A distance function or metric a on the space \(\mathbb{R}^n,\:n\geq 1\), is a function \(d:\mathbb{R}^n\times\mathbb{R}^n\rightarrow \mathbb{R}\). It must satisfy some required axioms.
P1. \(d(\mathbf{x},\mathbf{y})= 0\iff \mathbf{x}=\mathbf{y}\) (identity of indiscernibles);
P2. \(d(\mathbf{x},\mathbf{y})= d(\mathbf{y},\mathbf{x})\) (symmetry);
P3. \(d(\mathbf{x},\mathbf{y})+d(\mathbf{y},\mathbf{z})\geq d(\mathbf{x},\mathbf{z})\) (triangle inequality),
where \(\mathbf{x}=(x_1,\cdots,x_n)\), \(\mathbf{y}=(y_1,\cdots,y_n)\) and \(\mathbf{z}=(z_1,\cdots,z_n)\) are any three vectors of \(\mathbb{R}^n\).
Exercice 2: Pove that these three axioms imply the non-negativity condition: \(d(\mathbf{x},\mathbf{y})\geq 0\).
We should use the term dissimilarity instead of distance when not all mathematical axioms for distances, that is P1-P3, are valid.
Let us recall and introduce some useful metrics:
\[d(\mathbf{x},\mathbf{y})=\sqrt{\sum_{i=1}^n (x_i-y_i)^2}.\]
\[d(\mathbf{x},\mathbf{y}) =\sum_{i=1}^n |x_i-y_i|.\]
There exists also a weighted version of the above distance given by:
\[d(\mathbf{x},\mathbf{y}) =\sum_{i=1}^n \frac{|x_i-y_i|}{|x_i|+|y_i|}.\]
Note that the term \(|x_i−y_i|/(|x_i|+|y_i|)\) needs to be replaced by zero if both \(x_i\) and \(y_i\) are zero and that the Canberra distance is specially sensitive to small changes near zero.
Exercice 2: Prove that the Canberra distance is a true distance.
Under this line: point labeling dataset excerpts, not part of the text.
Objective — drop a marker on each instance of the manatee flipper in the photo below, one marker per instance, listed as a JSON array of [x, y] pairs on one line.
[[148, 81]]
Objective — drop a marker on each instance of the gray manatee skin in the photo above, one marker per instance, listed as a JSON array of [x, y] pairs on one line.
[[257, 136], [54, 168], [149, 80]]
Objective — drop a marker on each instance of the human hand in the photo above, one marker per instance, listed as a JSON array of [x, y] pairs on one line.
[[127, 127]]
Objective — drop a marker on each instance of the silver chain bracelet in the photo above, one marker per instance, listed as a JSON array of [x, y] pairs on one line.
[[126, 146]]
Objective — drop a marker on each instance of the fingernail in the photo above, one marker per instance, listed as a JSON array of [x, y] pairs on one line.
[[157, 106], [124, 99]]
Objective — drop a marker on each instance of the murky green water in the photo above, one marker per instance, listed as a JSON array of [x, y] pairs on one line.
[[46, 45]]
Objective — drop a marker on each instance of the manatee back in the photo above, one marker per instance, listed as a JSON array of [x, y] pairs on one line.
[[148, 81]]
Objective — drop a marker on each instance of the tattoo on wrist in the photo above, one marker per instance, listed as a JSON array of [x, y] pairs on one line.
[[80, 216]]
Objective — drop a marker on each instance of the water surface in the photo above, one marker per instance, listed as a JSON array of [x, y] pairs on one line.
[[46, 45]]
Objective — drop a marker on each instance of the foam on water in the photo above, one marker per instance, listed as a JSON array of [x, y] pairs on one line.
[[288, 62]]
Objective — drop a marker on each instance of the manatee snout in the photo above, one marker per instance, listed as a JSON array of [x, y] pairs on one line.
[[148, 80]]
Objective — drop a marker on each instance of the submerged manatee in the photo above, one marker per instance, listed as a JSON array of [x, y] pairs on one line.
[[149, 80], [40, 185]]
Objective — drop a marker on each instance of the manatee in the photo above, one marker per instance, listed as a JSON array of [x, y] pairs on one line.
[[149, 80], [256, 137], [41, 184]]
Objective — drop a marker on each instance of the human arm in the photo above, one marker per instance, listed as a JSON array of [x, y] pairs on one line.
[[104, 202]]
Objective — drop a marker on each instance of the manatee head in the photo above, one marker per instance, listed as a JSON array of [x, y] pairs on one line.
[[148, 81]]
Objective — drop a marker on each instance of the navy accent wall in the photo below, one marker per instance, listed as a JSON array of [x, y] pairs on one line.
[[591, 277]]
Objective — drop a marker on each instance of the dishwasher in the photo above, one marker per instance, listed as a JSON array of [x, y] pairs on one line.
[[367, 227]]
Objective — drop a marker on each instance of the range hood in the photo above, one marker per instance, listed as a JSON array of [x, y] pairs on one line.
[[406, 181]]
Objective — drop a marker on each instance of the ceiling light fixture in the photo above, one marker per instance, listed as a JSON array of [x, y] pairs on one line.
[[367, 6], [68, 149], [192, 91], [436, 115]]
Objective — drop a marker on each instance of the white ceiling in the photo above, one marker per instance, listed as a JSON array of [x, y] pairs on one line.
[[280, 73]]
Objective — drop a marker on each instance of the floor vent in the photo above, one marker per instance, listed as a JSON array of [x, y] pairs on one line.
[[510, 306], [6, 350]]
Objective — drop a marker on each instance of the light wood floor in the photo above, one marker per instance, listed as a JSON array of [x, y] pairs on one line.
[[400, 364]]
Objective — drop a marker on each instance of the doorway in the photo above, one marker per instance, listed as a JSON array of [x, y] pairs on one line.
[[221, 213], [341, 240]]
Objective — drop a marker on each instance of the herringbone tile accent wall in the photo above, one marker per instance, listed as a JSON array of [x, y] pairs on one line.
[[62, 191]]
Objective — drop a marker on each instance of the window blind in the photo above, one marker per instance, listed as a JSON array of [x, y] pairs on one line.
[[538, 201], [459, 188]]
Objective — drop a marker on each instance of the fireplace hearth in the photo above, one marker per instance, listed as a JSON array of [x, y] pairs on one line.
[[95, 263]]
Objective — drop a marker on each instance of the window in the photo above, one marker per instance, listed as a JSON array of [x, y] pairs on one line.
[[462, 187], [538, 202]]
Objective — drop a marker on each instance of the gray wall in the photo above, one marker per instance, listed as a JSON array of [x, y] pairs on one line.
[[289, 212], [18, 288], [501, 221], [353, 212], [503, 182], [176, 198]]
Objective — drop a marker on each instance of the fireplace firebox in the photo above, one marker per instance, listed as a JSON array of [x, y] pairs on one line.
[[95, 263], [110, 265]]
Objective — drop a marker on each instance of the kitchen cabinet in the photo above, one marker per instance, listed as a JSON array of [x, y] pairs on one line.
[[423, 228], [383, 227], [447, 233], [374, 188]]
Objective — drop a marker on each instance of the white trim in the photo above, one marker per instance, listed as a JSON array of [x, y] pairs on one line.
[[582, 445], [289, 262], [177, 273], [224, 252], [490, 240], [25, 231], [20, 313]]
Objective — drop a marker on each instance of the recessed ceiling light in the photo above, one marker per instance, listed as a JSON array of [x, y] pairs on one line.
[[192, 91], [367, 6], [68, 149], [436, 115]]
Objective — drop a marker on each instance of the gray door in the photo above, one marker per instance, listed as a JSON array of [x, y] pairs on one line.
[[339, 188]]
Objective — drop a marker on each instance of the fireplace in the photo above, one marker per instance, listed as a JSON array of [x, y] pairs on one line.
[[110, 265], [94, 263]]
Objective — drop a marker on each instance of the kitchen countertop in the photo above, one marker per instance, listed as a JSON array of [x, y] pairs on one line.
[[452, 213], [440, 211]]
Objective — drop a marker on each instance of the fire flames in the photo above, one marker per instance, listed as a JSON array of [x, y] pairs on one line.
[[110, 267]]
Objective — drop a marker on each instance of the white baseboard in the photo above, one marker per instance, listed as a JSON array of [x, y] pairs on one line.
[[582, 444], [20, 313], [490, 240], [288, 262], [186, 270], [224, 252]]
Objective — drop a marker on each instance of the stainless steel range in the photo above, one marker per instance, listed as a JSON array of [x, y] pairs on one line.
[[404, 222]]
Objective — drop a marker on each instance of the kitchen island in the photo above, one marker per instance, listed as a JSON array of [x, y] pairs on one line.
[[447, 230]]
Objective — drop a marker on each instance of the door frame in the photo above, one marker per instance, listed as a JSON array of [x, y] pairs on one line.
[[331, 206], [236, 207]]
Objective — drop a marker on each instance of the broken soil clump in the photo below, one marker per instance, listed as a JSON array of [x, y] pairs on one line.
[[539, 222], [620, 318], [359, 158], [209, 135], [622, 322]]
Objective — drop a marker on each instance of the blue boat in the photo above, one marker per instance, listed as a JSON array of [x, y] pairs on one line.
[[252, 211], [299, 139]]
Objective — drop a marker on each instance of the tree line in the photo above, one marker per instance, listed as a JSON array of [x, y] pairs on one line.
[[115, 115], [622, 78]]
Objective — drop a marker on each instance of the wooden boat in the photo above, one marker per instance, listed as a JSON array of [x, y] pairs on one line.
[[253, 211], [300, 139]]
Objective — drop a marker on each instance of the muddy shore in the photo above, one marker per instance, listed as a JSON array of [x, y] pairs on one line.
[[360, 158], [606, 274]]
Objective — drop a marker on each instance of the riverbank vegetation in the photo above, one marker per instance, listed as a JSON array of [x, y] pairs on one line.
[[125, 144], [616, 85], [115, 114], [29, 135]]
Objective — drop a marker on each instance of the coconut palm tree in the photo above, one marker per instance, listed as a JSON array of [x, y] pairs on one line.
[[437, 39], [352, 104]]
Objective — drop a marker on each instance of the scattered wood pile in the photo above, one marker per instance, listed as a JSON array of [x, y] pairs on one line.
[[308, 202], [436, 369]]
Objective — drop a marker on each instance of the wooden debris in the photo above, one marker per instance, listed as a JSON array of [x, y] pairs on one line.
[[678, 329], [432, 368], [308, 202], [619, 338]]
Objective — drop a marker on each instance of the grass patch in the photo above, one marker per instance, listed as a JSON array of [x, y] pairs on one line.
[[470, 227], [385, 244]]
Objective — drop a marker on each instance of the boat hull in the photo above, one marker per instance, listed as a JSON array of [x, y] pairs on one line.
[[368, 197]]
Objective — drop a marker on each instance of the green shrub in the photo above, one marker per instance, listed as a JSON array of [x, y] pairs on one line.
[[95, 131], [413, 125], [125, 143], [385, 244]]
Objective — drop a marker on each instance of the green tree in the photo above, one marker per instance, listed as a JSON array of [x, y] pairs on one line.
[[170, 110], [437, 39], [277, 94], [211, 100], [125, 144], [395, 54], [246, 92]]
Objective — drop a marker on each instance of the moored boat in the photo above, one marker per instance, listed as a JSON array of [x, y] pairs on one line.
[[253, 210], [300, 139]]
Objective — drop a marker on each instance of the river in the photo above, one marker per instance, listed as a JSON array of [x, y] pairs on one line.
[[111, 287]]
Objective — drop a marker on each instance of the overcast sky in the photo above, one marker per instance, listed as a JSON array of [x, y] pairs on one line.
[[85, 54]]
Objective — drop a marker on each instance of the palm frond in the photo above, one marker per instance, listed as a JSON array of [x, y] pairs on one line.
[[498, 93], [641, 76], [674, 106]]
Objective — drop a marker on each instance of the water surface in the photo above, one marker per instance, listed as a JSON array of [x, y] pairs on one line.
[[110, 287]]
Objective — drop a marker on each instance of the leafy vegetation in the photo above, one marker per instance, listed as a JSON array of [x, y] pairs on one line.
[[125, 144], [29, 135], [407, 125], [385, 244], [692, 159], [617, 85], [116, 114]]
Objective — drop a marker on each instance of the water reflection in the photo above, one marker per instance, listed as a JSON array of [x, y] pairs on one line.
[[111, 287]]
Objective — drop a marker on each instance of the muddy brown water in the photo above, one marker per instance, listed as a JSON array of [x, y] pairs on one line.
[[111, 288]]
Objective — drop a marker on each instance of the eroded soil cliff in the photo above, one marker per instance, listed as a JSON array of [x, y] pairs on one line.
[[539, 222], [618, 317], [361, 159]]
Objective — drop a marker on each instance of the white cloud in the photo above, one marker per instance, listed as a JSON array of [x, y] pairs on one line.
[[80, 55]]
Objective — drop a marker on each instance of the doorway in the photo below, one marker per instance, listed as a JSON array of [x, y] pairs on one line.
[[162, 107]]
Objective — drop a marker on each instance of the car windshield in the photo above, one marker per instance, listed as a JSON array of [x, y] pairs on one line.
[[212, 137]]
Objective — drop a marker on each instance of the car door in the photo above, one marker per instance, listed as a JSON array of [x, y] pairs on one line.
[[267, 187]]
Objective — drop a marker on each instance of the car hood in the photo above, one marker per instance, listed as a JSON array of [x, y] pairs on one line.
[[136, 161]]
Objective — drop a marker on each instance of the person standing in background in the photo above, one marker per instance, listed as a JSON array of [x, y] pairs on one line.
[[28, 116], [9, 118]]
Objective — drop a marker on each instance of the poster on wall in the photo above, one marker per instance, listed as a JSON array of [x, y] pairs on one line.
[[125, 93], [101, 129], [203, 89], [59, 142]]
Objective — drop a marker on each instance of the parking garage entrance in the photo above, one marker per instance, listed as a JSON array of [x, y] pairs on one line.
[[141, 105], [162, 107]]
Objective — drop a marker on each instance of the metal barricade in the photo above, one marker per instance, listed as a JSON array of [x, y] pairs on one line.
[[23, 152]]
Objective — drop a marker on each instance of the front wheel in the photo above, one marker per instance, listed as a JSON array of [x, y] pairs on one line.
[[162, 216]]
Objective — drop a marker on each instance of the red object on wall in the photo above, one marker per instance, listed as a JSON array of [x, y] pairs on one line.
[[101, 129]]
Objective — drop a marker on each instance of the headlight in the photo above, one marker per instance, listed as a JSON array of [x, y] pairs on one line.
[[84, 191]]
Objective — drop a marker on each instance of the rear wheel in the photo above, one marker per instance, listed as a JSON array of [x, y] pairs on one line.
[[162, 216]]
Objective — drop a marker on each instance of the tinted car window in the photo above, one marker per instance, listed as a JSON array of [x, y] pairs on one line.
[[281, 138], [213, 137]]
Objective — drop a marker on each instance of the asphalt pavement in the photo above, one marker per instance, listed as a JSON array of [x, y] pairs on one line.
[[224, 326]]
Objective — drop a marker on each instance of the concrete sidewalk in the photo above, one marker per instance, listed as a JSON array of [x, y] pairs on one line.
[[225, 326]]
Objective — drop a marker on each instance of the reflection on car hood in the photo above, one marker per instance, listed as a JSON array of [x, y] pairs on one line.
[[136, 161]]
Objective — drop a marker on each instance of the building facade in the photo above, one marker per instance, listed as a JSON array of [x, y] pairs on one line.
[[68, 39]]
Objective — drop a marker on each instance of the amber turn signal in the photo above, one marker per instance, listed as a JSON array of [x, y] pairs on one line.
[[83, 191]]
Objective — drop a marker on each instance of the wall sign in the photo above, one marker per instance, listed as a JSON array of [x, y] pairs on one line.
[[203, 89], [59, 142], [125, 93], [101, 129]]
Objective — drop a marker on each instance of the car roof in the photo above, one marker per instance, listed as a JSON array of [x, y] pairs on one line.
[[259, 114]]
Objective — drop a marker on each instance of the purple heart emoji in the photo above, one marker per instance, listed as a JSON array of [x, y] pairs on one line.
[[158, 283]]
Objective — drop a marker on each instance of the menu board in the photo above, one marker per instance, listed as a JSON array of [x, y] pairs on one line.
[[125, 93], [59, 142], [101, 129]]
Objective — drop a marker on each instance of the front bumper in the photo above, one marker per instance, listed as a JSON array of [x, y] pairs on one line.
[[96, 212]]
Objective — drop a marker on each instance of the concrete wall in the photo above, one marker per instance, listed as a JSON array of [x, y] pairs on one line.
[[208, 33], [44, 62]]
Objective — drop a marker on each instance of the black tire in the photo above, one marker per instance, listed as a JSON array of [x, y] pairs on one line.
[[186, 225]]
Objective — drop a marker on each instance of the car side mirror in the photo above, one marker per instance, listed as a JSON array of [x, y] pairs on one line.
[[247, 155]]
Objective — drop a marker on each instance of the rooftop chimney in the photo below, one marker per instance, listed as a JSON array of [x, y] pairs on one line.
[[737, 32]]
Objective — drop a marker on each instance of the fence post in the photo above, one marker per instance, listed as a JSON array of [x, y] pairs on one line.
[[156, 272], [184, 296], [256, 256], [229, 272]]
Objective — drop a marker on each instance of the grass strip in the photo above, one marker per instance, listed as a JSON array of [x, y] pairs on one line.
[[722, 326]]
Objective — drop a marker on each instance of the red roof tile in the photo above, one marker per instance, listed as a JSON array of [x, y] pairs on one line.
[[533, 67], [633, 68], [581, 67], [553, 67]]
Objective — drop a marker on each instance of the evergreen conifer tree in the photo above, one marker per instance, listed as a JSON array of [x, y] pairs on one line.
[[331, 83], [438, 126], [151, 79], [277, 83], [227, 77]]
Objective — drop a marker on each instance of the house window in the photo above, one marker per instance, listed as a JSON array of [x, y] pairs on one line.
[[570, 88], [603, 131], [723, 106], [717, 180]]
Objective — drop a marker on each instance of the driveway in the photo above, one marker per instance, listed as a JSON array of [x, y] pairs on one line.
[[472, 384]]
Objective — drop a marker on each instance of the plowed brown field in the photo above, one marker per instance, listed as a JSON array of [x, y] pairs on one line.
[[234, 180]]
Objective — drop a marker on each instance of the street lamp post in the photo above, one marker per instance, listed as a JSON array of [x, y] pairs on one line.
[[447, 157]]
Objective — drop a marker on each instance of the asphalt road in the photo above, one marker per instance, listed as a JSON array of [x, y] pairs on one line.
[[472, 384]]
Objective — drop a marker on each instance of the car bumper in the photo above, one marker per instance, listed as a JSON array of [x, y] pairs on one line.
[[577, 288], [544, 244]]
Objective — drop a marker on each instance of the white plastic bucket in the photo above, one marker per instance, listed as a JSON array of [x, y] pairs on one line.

Both the Euclidian and Manattan distances are special cases of the Minkowski distance which is now defined:
\[d(\mathbf{x},\mathbf{y}) \left[\sum_{i=1} |x_i-y_i|{p}\right]^{1/p}, \]
Let also us define: \[\|\mathbf{x}\|_p\equiv\left[\sum_{i=1}^n |x_i|^{p}\right]^{1/p},\: p\geq 1,\] where \(\|\mathbf{\cdot}\|_p\) is known as the p-norm or Minkowski norm. Note that the Minkowski distance can be defined as follows: \[ d(\mathbf{x},\mathbf{y})=\|\mathbf{x}-\mathbf{y}\|_p,\:p\geq 1. \] The proof of the triangular inequality P3 is based on the Minkowski inequality which states that for any nonnegative real numbers \(a_1,\cdots,a_n\); \(b_1,\cdots,b_n\), we have:
\[ \left[\sum_{i=1}^n (a_i+b_i)^{p}\right]^{1/p}\leq \left[\sum_{i=1}^n a_i^{p}\right]^{1/p} + \left[\sum_{i=1}^n b_i^{p}\right]^{1/p},\:p\geq 1. \] To prove that the Minkowski distance satisfies P3, notice that
\[ \sum_{i=1}^n|x_i-z_i|^{p}= \sum_{i=1}^n|(x_i-y_i)+(y_i-z_i)|^{p}. \] Noticing then that for any reals \(x,y\), we have \(|x+y|\leq |x|+|y|\), and using the fact that \(a^p\) is increasing in \(a>0\), we obtain
\[ \sum_{i=1}^n|x_i-z_i|^{p}\leq \sum_{i=1}^n(|x_i-y_i|+|y_i-z_i|)^{p}. \] Applying then the Minkowski inequality to the RHS of the above inequality by posing \(a_i=|x_i-y_i|\) and \(b_i=|y_i-z_i|\), \(i=1,\cdots,n\), we get \[ \sum_{i=1}^n|x_i-z_i|^{p}\leq \left(\sum_{i=1}^n |x_i-y_i|^{p}\right)^{1/p}+\left(\sum_{i=1}^n |y_i-z_i|^{p}\right)^{1/p}. \]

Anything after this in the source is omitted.